We tried to simulate aquarium as close as possible.

At first, unrealistic gravity is removed, and flow is added. We introduced an ocean flow imitating the water currents present on earth (case 1).

In reality water induces great friction. So we added the effect of friction (case 2).

Finally we introduced SHARKS.

At first, fish are rejected by each shark (by introducing a rejection force). Sharks, on the other hand, are attracted by all fishes (case 3).

However, using the model mentioned above, sharks wandered around without being very effective in catching fish, since all fishes attract each shark. A real good predator chases only one prey at a time. We changed the model by making each shark chase a single fish until successful. Moreover, a shark never chases a fish chased by another shark (case 4).

To make the simulation more realistic, we tuned values of parameters. In this case, fishes seem pathetic compared to the sharks. But that is exactly what happens in a real world (case 5, case 6).

 

Difficulties

Each processor updates its own portion of memory. However we needed to update two objects managed by two different processors at the same time. To avoid two sharks chasing one fish, we marked each chased fish. Beginning to chase a fish and marking it should happen atomically. If a shark begins to chase a fish and marks it at a later time, another shark may already begin to chase the same fish.

This problem is not an application specific one. There are many cases in which two different objects must be updated atomically. The problem gets worse if two objects reside on different nodes.

 

 

 

 

 

 

(2) Solar System Simulation

Modelling and Implementation

At first we positioned the sun with its huge mass at the center. Then we provided planets with initial speed so that they can rotate around the sun (case 1). Moreover, we assigned different masses to each planet (case 2).

In the sequel, we tested the case when the planets feature different initial speed. Some of them followed an ellipsoidal orbit (case 3), while others went away from the sun.

We then removed the sun, and we could witness planets form a solar system around a planet with the largest mass (case 4_1). During simulation, we found an interesting case. When two of planets have similar large mass, they form binary stars (case 4_2).

 

Difficulties

In the solar system simulation, movement of planets should be made continuously and not at discrete moments, so that planets follow a perfect ellipse. Only then the balance of force and speed is preserved keeping planets to rotate around the sun. Otherwise very small errors accumulate, leading to unbalance and deviation from the orbit. Using the Euler method , the radius of the orbit increases constantly.

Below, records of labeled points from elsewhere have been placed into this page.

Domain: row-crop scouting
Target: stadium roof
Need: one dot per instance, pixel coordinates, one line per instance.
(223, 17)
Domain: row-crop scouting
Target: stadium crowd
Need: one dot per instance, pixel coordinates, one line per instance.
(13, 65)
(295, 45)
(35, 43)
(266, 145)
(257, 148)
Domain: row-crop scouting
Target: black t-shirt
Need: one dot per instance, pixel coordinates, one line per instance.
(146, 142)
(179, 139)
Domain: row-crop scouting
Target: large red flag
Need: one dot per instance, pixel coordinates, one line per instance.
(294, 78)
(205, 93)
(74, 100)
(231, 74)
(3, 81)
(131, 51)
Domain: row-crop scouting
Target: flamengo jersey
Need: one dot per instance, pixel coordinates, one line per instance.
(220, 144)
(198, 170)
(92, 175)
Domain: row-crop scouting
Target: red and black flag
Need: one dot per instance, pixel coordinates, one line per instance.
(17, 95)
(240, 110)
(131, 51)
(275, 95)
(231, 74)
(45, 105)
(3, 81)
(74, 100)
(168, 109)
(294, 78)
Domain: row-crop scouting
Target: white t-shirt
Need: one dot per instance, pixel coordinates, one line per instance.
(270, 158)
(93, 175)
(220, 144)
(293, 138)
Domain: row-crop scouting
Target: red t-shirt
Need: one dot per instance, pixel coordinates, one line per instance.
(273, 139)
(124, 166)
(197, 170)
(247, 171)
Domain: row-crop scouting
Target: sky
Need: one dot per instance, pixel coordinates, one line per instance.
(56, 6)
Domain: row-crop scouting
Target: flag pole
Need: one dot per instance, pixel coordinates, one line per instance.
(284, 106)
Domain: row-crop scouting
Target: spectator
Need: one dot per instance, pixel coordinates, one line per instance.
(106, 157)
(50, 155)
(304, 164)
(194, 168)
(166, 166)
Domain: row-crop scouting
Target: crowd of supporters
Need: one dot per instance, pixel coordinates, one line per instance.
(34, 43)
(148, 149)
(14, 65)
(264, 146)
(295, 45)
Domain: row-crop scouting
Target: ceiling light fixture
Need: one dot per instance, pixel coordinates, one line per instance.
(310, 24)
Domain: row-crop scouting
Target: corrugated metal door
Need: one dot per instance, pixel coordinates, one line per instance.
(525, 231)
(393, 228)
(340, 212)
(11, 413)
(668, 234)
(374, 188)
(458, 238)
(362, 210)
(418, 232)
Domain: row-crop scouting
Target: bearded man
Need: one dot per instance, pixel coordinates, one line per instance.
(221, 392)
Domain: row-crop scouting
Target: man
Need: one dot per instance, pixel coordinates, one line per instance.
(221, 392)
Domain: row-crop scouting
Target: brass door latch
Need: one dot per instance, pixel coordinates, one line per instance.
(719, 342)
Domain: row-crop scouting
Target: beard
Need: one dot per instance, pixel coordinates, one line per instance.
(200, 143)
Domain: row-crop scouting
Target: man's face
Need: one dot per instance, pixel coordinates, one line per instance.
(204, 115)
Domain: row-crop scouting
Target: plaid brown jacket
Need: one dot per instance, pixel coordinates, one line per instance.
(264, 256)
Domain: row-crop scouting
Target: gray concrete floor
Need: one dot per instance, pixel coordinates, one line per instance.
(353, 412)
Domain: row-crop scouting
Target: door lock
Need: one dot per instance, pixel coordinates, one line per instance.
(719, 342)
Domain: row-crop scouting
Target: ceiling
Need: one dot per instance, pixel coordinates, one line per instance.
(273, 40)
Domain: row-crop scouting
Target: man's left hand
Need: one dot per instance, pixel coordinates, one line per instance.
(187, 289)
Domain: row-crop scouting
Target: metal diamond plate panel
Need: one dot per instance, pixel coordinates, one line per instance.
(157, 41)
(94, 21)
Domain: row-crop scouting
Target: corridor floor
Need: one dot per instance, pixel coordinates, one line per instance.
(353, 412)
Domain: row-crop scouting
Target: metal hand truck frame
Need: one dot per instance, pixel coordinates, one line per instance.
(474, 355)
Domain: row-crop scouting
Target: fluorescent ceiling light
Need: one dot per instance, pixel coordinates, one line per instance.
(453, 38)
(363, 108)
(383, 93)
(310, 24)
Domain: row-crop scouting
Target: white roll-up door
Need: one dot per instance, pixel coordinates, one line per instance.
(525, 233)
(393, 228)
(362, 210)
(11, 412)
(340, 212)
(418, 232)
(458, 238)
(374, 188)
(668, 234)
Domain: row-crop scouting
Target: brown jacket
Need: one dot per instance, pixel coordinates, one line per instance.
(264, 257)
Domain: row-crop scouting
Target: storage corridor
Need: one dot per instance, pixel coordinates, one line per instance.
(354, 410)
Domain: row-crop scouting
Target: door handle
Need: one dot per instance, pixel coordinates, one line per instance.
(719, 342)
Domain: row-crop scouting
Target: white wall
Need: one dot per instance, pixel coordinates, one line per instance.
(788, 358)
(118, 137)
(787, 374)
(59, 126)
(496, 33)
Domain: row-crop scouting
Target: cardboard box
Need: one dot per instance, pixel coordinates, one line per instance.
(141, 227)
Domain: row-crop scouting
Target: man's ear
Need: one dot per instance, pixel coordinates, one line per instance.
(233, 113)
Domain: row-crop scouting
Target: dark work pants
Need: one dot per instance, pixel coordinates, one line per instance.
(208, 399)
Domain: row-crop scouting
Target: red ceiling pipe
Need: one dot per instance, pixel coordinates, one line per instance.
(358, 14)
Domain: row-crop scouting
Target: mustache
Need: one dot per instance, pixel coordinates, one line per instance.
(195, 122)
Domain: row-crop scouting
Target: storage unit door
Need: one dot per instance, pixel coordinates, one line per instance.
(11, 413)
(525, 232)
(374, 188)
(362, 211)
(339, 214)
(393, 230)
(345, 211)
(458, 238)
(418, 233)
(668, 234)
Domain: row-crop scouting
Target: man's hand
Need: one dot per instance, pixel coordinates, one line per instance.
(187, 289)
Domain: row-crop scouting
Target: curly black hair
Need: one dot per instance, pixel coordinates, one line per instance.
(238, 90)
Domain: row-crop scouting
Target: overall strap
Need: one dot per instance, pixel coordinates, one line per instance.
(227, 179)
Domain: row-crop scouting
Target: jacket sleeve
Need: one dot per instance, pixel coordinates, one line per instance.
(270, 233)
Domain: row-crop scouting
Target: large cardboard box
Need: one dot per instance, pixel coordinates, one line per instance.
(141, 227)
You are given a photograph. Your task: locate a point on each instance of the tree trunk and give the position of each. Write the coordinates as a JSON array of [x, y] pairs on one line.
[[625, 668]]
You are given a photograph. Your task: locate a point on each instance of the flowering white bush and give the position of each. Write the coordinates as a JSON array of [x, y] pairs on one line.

This problem is already addressed. We found several sites debating this problem this. Among them, below site is the most useful site. This site extensively talks about it and suggests solutions.

http://homepage.ntlworld.com/david.conner/Solar%20System%20Dynamics.htm

Thanks to our teaching assistant, we recently became aware of several other approximation methods, but we didn’t have time to include them in our model.

 

 

(3) Moon Simulation

Modelling and Implementation

We have three objects: the sun, the earth, and the moon. The earth rotates around the sun, and the moon rotates around the earth (case 1). We also added some other planets (case 2).

 

 Difficulties

Just like in the case of the solar system simulation, discrete time progress and round-off error made the moon deviate from its orbit. This deviation arose more quickly. The movement of moon relative to the earth is smaller and more sophisticated. Therefore, very smalls errors, which would be insignificant to movements relative to the sun, can cause deviations from the orbit around the earth.